Understanding Trial Approval

How does an AIDS vaccine trial gain official approval and community support?


Before an AIDS vaccine is tested in people, review committees from the countries and institutions involved in the research must approve the trial. This official review process is designed to ensure that trials are conducted ethically. A simple definition of ethical research is that it upholds the safety, human rights and well-being of the volunteers involved in the trial. Review committees also provide guidelines for trial staff, and monitor the trial once it has begun. This review process is not unique to AIDS vaccines. It is part of all ethical research projects involving humans.

Who is involved in the official approval process?

All developed countries and a growing number of developing countries have official 'regulatory' committees that are trained in evaluating research proposals. These committees are made up of scientists, ethicists, community members and other experts who are independent from the trial sponsors and investigators. They provide an unbiased evaluation of the study proposal.

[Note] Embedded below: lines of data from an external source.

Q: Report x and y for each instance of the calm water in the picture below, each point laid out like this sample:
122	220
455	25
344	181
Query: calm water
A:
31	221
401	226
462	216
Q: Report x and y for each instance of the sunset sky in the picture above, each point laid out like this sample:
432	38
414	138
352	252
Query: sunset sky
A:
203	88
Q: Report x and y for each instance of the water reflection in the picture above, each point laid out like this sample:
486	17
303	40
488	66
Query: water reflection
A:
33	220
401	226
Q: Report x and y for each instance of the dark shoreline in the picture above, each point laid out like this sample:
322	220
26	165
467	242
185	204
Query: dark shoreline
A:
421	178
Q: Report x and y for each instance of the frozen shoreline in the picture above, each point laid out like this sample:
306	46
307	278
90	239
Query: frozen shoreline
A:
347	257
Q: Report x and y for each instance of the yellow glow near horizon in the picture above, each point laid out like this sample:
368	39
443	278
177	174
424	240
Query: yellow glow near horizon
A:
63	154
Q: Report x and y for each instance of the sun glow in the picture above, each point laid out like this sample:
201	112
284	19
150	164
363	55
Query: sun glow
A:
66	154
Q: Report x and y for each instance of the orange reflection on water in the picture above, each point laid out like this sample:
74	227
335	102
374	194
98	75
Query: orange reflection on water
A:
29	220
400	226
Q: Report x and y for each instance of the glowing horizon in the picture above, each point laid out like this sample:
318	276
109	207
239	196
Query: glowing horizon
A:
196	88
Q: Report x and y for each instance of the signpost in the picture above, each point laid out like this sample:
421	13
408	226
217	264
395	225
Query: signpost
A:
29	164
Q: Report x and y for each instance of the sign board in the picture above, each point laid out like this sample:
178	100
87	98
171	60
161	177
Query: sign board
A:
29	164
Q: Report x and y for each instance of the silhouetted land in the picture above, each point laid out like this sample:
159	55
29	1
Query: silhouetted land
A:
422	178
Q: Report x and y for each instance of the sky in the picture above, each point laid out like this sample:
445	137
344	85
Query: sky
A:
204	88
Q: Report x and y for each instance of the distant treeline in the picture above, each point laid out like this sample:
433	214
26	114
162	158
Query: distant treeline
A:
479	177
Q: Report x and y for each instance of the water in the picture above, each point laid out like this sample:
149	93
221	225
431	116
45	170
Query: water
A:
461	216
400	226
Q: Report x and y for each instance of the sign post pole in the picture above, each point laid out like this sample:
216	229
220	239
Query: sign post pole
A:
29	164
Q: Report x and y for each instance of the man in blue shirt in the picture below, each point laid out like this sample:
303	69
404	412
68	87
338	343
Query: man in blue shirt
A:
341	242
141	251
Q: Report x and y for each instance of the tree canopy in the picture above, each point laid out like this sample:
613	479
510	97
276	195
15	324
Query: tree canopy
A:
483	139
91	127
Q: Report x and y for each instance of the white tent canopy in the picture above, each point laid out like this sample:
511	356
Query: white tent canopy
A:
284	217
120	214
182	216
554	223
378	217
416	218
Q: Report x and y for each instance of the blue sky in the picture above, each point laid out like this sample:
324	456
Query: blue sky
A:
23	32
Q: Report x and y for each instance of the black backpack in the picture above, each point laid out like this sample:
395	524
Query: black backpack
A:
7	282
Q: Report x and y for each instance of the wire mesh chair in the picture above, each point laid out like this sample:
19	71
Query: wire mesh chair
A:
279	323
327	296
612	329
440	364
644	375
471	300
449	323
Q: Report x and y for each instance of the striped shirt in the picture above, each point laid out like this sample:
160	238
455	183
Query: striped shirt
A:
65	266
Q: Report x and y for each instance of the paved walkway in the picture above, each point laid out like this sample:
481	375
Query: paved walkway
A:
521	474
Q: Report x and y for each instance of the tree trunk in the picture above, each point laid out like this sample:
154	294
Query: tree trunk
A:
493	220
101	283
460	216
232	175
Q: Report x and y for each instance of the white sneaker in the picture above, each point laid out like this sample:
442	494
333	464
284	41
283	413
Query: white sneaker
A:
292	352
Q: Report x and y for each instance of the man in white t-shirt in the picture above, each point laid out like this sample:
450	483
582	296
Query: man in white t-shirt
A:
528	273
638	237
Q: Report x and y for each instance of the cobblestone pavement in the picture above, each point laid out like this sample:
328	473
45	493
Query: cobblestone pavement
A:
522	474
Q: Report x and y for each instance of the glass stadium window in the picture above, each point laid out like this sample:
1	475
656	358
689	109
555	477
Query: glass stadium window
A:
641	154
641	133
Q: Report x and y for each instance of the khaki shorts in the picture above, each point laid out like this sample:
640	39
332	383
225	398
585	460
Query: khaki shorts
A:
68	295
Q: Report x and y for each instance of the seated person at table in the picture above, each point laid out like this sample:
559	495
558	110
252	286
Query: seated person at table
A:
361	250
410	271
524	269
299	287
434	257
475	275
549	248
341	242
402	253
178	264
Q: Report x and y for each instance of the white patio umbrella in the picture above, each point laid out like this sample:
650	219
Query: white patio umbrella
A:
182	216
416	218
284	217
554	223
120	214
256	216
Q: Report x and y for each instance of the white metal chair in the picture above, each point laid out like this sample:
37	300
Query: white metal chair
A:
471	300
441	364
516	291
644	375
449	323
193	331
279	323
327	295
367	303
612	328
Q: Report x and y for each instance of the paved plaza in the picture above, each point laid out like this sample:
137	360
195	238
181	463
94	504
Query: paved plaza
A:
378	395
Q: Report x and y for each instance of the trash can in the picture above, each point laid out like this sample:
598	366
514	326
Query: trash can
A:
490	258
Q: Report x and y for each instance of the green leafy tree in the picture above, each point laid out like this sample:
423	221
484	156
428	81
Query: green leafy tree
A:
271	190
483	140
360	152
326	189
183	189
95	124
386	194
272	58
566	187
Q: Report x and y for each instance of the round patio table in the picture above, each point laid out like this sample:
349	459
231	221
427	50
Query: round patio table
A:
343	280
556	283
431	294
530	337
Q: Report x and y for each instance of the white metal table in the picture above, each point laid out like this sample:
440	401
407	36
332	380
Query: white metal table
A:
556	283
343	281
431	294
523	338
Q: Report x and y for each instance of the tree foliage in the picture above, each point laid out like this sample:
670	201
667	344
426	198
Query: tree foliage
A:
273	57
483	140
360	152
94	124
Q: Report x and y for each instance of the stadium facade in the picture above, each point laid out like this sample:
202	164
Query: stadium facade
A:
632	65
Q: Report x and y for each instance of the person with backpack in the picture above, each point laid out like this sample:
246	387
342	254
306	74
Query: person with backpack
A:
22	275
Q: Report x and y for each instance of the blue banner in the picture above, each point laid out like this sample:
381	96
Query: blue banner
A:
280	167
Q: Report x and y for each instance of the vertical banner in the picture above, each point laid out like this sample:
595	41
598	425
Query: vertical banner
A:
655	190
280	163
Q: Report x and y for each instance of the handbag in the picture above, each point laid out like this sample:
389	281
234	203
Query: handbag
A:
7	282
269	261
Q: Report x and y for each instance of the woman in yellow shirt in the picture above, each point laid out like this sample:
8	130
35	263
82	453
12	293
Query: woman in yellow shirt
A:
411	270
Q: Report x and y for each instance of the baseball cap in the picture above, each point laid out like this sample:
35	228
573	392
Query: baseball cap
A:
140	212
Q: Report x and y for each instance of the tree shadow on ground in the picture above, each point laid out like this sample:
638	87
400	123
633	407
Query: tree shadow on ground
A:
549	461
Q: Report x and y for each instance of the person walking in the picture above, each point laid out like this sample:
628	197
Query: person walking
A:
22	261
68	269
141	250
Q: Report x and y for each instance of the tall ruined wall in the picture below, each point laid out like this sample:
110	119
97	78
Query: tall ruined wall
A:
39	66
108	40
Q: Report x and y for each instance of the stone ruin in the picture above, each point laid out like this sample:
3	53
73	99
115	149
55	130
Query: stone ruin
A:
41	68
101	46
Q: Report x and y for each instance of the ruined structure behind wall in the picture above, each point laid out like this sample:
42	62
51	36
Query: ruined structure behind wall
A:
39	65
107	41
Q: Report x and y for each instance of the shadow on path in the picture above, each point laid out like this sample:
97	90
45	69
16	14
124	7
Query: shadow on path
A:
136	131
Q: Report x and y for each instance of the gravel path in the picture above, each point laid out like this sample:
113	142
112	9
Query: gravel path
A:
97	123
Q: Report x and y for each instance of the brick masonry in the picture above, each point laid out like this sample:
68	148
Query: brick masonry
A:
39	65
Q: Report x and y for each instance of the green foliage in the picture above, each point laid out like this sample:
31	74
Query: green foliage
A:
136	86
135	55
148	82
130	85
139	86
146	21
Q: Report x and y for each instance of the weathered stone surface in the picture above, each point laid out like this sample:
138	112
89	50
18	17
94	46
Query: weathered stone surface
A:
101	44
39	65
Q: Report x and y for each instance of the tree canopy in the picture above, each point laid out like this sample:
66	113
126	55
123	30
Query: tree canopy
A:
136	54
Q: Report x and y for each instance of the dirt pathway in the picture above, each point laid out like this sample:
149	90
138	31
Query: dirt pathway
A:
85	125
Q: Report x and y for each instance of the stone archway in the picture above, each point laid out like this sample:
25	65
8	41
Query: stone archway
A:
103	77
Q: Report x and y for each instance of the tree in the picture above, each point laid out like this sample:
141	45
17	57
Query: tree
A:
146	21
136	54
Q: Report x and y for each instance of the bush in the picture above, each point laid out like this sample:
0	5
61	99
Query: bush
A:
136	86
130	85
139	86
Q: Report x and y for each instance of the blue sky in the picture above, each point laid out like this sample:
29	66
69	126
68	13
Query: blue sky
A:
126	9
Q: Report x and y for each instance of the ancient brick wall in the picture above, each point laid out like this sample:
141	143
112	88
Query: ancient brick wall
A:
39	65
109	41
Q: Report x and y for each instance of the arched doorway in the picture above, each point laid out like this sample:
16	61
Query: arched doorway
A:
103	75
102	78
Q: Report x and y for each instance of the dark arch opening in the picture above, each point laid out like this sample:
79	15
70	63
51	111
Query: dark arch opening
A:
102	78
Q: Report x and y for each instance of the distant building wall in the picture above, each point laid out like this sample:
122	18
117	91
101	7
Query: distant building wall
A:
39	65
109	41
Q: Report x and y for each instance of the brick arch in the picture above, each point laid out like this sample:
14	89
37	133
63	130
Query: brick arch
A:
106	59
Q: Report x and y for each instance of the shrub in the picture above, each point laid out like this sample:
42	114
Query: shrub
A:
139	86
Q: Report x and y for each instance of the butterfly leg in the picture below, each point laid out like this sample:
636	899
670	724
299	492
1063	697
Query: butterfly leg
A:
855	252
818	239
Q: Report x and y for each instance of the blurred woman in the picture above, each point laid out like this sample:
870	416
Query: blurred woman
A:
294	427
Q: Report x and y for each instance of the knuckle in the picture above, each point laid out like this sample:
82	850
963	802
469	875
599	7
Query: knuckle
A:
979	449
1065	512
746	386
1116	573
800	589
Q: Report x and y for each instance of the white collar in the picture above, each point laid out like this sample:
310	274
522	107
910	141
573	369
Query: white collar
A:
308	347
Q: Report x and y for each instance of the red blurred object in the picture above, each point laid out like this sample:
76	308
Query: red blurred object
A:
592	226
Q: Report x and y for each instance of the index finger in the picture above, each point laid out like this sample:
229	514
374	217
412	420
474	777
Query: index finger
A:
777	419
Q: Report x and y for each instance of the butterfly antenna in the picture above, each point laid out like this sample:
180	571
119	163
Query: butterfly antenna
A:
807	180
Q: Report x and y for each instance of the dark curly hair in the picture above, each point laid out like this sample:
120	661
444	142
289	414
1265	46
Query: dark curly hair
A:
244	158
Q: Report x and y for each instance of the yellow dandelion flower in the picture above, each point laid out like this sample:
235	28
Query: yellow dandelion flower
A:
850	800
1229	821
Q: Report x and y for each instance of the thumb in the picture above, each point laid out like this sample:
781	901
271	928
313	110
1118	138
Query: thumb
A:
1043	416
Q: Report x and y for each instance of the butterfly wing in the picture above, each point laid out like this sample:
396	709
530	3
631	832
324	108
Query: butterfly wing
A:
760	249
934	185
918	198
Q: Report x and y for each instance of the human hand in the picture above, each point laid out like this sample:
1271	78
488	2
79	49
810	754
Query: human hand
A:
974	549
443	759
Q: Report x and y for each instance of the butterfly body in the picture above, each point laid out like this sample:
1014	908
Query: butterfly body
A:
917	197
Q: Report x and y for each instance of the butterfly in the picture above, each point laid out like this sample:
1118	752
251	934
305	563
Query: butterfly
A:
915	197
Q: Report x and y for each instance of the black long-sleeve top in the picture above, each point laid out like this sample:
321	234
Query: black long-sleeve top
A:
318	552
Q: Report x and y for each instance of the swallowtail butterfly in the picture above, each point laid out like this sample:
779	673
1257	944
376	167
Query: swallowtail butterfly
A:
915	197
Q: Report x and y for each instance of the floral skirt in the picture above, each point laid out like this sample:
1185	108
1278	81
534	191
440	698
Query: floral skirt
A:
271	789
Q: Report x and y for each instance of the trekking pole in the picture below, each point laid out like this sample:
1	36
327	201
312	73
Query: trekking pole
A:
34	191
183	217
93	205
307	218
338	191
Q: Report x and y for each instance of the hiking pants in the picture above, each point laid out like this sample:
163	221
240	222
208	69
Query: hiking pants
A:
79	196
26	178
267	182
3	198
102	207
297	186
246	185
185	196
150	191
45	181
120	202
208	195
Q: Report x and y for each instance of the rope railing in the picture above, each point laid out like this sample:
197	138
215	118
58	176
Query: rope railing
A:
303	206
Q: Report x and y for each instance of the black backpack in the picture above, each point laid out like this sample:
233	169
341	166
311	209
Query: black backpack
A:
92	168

The names and composition of these review committees vary from country to country. However, in general there is an ethical review committee (ERC) and/or an institutional review board (IRB), and a scientific review committee. The main concerns of the IRB or ERC are the safety and human rights of trial participants and the ethical conduct of the trial. The scientific committee ensures that the trial is asking legitimate scientific questions and that the study is well designed to answer these questions. A few countries like Uganda and South Africa have AIDS vaccine committees that have been created specifically to review AIDS vaccine trials. All of these committees follow internationally agreedupon guidelines such as the Declaration of Helsinki, which gives a detailed definition of the requirements for ethical research. These guidelines create uniform ethical and scientific standards for all trials with human participants, wherever they take place.

However, just because a trial has been approved in one country it does not mean that it will be approved in another. A 'multisite' trial that is being conducted in more than one country must be reviewed and approved independently by each country.

What trial materials are reviewed?

All of these committees review the trial 'protocol', a detailed document that defines exactly how the trial will be carried out. A trial protocol contains in-depth information on every aspect of the trial such as the vaccine candidate that will be tested, the goals and design of the study, standards for including or excluding volunteers, the number of visits that volunteers will be asked to make to the trial site, the procedures to be done at each visit, the type of information that will be collected and how it will be analyzed.

ERCs and IRBs assess other trial documents too. These include advertisements that may be used to recruit volunteers and the forms and plans for obtaining 'informed consent', a crucial part of ethical research. Informed consent is an agreement signed by all volunteers that indicates their understanding of the purpose and goals of the trial; what will be done during the trial and for how long; the risks and benefits of participation; and their rights and responsibilities as research volunteers. ERCs and IRBs look at all available information about the vaccine candidate and the potential risks of trial participation to be certain that all of this information is provided to volunteers in ways that they can readily understand. They also review documents such as brochures, videos and short quizzes that may be used in the informed consent process.

These committees also consider the package of benefits that will be offered to volunteers during the trial and compensation such as travel costs to and from the trial site. They ensure that the benefits are fair but do not have an inappropriate or 'undue' influence on a volunteers' decision to participate.

When can a trial begin?

All of these committees have the opportunity to review the protocol, make suggestions, and recommend or require changes. Trial sponsors make required changes to the protocol or other documents and re-submit them. A trial can only begin after all of the committees have given their approval.

What happens once a trial has started?

After an AIDS vaccine trial begins, ERCs, IRBs and other groups receive regular updates that allow them to determine whether the trial is safe and ethical and that trial sponsors are fulfilling their obligations to participants. These committees also have the power to stop the trial if there are any concerns for safety or if the trial is not being conducted ethically.


For a trial to be successful it is also important for trial site investigators and sponsors to inform and obtain general support from the countries and communities that will be involved in the research. (The agencies and scientists who have designed and funded the trial [the sponsors] are often separate from the clinics and staff [the investigators] who will conduct the trial.)

Site investigators often conduct meetings with community leaders and people who might volunteer for the trial. These consultations are not part of the formal approval process but they help to ensure that communities have accurate information and that their concerns are addressed. Sponsors may make changes to the trial protocol so that it reflects community input.

Trial sponsors frequently meet with political leaders, national AIDS organizations and other partners to build national and local support for AIDS vaccine research.

Many sites also establish community advisory boards (CABs). For AIDS vaccine trials these are usually committees composed of community representatives such as religious leaders, teachers, journalists, and people living with HIV and AIDS. CABs have a variety of duties that may include informed consent documents and educational materials, monitoring trials, and helping to inform and educate the rest of the community.